Nuran YILDIZ

KİM DERDİ Kİ BİRGÜN TÜRKÖNE’YE HAK VERECEĞİM?

----- 09.07.2012 - 00:30 -----

Ne politik ne de akademik duruşunu dikkate değer bulduğum biridir Mümtazer Türköne. Günebakan gibidir, gün ne taraftaysa o tarafa döner diyeceğim, günebakana yazık.

Internet medyasında gözümüze soktukları için Demirel üzerinden Mülkiye analizi yaptığı yazıyı okudum.

Demirel, Darbeleri Araştırma Komisyonuna “27 Mayıs’ta tüm suç Mülkiye’deydi” minvalinde bir şeyler söyleyince, Türköne de Mülkiye avukatlığına soyunmuş. Onun avukatlığından en çok Mülkiyeliler rahatsız olmuştur eminim.

Mülkiye’nin sahip olduğu tüm değerlere saldırarak kendisine isim yapmış birinin Mülkiye avukatlığına soyunması da ayrı mesele ama konunun o kısmını geçelim.

Türköne’nin iki cümlesi var ki birini düzeltmek, diğerini alkışlamak gerek.

Türköne’ye göre “Demirel’in Mülkiye’ye attığı çamur sadece geçmişte kalan bir hesabın ifadesi”ymiş. O hesabı da, Mülkiye’nin Demirel’i hep küçümsemiş olmasına bağlamış.

Oysa Demirel ile Mülkiyeliler aynı sosyolojik tabanın ürünleri.
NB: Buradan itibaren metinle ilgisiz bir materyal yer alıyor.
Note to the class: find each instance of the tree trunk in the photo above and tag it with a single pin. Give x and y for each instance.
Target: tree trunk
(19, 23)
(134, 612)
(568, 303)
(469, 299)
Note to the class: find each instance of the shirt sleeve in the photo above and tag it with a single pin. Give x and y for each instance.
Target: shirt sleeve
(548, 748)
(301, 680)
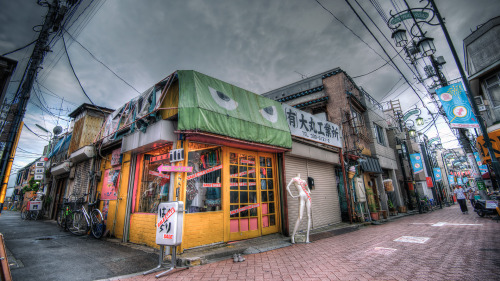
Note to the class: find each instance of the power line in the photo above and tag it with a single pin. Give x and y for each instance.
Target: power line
(352, 31)
(77, 79)
(94, 57)
(19, 49)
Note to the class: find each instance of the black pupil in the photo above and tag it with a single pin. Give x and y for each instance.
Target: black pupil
(223, 97)
(269, 110)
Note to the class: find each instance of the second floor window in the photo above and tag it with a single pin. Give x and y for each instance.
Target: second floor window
(379, 133)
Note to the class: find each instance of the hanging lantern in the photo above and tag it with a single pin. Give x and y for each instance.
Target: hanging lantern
(412, 133)
(420, 121)
(426, 46)
(399, 37)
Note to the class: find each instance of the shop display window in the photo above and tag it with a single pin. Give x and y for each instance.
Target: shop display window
(204, 184)
(155, 185)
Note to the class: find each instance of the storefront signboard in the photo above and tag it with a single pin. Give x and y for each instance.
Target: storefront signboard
(308, 126)
(169, 223)
(429, 182)
(491, 204)
(159, 175)
(457, 107)
(178, 169)
(177, 155)
(110, 184)
(244, 209)
(115, 157)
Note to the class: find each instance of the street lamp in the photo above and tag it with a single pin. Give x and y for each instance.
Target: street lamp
(426, 46)
(420, 121)
(399, 37)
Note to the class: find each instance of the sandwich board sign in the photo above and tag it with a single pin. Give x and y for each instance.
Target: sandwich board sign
(169, 223)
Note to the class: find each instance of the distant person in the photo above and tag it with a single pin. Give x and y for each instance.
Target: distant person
(472, 193)
(459, 192)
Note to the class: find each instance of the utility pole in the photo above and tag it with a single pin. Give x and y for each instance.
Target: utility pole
(52, 21)
(494, 161)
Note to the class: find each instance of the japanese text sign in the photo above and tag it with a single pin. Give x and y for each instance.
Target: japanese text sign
(457, 106)
(416, 163)
(169, 223)
(308, 126)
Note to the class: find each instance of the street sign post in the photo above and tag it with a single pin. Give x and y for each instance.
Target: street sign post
(168, 233)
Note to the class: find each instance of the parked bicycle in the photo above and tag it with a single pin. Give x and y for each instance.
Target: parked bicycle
(80, 221)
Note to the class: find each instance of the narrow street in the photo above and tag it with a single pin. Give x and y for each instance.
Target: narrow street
(452, 247)
(40, 250)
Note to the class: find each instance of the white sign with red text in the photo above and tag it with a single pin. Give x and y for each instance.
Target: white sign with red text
(169, 223)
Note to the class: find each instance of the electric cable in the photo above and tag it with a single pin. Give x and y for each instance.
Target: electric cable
(79, 83)
(21, 48)
(352, 31)
(94, 57)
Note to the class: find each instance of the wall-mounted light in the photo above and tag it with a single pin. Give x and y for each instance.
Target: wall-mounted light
(420, 121)
(412, 133)
(399, 37)
(426, 46)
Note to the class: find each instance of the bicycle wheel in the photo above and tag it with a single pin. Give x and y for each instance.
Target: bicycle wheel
(97, 226)
(76, 223)
(24, 213)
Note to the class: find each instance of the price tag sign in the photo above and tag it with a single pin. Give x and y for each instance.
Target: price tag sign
(169, 223)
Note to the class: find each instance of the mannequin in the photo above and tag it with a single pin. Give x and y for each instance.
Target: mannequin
(304, 200)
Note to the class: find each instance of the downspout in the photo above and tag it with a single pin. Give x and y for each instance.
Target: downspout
(283, 195)
(345, 186)
(128, 206)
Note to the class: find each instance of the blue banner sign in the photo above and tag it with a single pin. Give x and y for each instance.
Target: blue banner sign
(437, 174)
(457, 107)
(416, 163)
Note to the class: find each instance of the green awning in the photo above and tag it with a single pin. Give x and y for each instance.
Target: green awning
(214, 106)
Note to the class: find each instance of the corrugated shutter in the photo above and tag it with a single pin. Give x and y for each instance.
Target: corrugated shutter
(325, 201)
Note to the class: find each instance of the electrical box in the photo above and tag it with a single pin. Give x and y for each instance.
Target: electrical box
(169, 223)
(310, 183)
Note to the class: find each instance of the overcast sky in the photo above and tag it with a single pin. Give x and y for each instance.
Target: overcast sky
(257, 45)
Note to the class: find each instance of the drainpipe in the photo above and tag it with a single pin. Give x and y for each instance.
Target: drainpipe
(128, 206)
(345, 186)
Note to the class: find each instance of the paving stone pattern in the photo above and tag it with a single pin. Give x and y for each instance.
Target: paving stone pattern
(453, 252)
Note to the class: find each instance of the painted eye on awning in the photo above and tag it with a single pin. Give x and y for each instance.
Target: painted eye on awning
(223, 100)
(270, 113)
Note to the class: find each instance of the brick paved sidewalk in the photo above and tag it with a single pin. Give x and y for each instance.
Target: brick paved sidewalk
(459, 247)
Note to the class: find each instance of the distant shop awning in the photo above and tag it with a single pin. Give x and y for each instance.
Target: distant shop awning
(371, 165)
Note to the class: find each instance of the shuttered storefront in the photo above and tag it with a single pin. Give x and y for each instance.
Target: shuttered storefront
(325, 200)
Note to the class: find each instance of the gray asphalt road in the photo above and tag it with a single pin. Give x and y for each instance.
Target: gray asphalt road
(42, 251)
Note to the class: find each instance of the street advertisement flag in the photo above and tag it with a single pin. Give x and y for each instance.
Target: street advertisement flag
(308, 126)
(416, 163)
(457, 107)
(437, 174)
(451, 179)
(482, 168)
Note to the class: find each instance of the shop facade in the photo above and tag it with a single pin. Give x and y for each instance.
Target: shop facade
(204, 142)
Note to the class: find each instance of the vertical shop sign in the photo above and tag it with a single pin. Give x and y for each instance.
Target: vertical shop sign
(115, 157)
(110, 184)
(457, 107)
(429, 182)
(308, 126)
(437, 174)
(169, 223)
(416, 163)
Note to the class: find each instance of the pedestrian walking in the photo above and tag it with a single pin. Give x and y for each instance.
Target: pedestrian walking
(459, 192)
(471, 192)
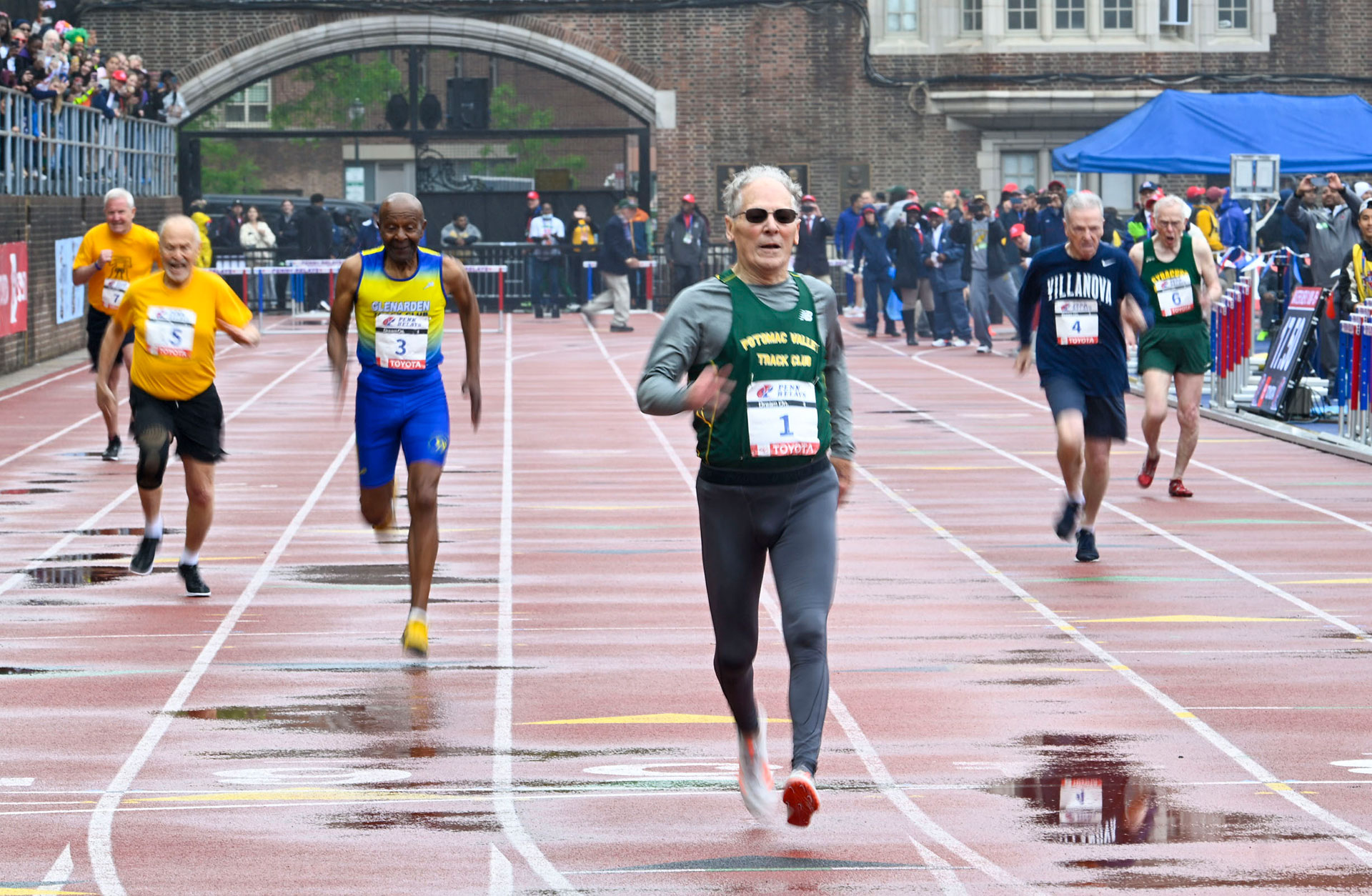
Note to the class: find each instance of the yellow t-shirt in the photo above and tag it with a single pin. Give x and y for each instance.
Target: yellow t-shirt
(173, 331)
(135, 257)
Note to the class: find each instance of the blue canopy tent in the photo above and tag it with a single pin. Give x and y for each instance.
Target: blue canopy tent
(1194, 134)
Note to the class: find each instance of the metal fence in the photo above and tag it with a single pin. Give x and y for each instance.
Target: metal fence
(47, 150)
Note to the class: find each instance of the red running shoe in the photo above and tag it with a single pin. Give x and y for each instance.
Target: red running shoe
(1146, 472)
(800, 797)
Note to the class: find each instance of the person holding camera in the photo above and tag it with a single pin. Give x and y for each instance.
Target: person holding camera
(1330, 234)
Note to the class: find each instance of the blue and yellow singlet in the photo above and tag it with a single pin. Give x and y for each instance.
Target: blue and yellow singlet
(399, 323)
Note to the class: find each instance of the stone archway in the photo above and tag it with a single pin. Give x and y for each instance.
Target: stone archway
(253, 59)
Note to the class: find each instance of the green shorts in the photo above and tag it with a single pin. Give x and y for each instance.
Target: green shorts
(1175, 349)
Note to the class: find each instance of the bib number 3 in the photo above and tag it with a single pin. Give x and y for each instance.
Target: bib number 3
(1078, 322)
(782, 419)
(401, 342)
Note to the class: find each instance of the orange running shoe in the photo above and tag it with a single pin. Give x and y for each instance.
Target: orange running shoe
(800, 797)
(1148, 471)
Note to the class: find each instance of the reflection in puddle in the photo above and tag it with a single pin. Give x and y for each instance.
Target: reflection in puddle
(1087, 792)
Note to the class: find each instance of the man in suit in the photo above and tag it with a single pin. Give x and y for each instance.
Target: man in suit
(815, 232)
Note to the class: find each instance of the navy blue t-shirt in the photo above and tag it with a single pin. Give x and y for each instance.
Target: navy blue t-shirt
(1079, 316)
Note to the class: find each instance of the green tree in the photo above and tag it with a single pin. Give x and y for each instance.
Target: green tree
(530, 154)
(334, 86)
(227, 171)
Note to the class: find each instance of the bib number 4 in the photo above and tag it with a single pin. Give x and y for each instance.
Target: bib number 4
(782, 419)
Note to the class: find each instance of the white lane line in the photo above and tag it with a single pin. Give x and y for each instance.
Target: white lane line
(943, 872)
(1216, 740)
(502, 739)
(1133, 517)
(502, 875)
(58, 875)
(14, 581)
(99, 830)
(41, 383)
(869, 755)
(1211, 468)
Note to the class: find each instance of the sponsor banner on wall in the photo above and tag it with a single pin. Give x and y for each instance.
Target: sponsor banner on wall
(14, 289)
(70, 297)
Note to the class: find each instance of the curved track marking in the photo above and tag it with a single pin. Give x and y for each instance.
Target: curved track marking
(1133, 517)
(866, 752)
(128, 493)
(502, 739)
(102, 821)
(1216, 740)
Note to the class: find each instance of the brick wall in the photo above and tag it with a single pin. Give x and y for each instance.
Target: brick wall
(40, 220)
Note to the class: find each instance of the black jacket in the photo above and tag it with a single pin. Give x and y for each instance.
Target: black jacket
(811, 256)
(996, 256)
(316, 227)
(906, 244)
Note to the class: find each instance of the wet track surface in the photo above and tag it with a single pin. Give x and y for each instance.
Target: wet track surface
(1187, 715)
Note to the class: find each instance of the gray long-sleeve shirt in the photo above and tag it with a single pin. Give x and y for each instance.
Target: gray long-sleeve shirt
(697, 326)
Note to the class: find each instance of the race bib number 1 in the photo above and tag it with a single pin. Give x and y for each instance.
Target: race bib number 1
(113, 294)
(782, 419)
(171, 331)
(1078, 322)
(401, 342)
(1175, 295)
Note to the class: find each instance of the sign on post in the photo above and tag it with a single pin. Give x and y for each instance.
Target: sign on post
(1254, 176)
(14, 289)
(70, 297)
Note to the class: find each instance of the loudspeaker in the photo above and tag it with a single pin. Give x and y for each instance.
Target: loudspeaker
(469, 103)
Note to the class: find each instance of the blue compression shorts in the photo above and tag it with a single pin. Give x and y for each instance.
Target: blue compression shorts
(390, 419)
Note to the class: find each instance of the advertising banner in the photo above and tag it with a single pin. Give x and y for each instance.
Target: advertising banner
(70, 298)
(14, 289)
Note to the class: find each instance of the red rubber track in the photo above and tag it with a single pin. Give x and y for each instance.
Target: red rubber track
(1005, 720)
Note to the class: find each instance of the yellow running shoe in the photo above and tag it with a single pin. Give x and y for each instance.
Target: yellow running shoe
(414, 639)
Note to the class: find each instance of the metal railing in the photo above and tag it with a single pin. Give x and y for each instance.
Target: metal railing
(47, 150)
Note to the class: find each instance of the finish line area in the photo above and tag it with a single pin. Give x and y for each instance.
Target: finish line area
(1187, 714)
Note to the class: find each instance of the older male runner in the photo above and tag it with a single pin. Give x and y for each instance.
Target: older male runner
(113, 256)
(173, 317)
(1084, 292)
(401, 292)
(775, 463)
(1178, 347)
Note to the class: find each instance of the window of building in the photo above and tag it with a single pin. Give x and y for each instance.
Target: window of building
(1234, 14)
(250, 107)
(1069, 16)
(970, 16)
(1117, 16)
(1020, 168)
(903, 16)
(1023, 16)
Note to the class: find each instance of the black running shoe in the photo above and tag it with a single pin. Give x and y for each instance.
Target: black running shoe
(1087, 547)
(1066, 524)
(141, 563)
(195, 586)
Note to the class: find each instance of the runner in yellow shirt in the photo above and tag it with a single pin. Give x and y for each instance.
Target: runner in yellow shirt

Birbirlerini küçümseyemezler. Birkaç hocanın Demirel’e aldığı tavırdan yola çıkıp bir genelleme yapılamaz.

Elbette Mülkiye ile Demirel’in bir hesabı var ama o hesap kişisel değil. Amerikancı Menderes’in, devletçi Mülkiye için “Mülkiye dediğin nedir ki, buldozer gönderir yerle bir ederim” sözleriyle özetlediği tarihsel bir husumetle ilgilidir.

Türköne’nin yazıp da benim de katıldığım cümle ise şöyle: “Askeri vesayetin 50 yıl sürmesinin sebepleri araştırılsa, Demirel’in üstlendiği rol yüz kat daha fazla çıkacaktır.”

Amerikalıların Türköne gibiler için söylediği bir söz var: “Goodmorning after supper!” Bu gerçeği fark etmek için hayli geç kalmış olması akademik duruşla, fırsatçı duruşu karıştırmasından mıdır bilemiyorum, bildiğim yıllardır “Darbelerde siyasetçilerin rolü araştırılmadan darbe analizleri yapılamaz” dediğim için Türköne’gillerden “askerci” etiketini yemiş olduğumdur.

Hiçbir harfine katılmadığım Türköne’nin bir cümlesine katılmış oldum. Daha doğrusu kendisi benim durduğum yere gelmiş oldu. Siz de benden tevazu bekleyin.

TAM BİLİRKİŞİLİK!

Medya dünyasında Acun Ilıcalı hüküm sürdüğünden kimseden onun aleyhine laf çıkmıyor.

Oysa Acun’un yarışmasına katılan Merve Büyüksaraç çıkıyor “O yarışmada hiçbir şey gördüğünüz gibi değil” diyor.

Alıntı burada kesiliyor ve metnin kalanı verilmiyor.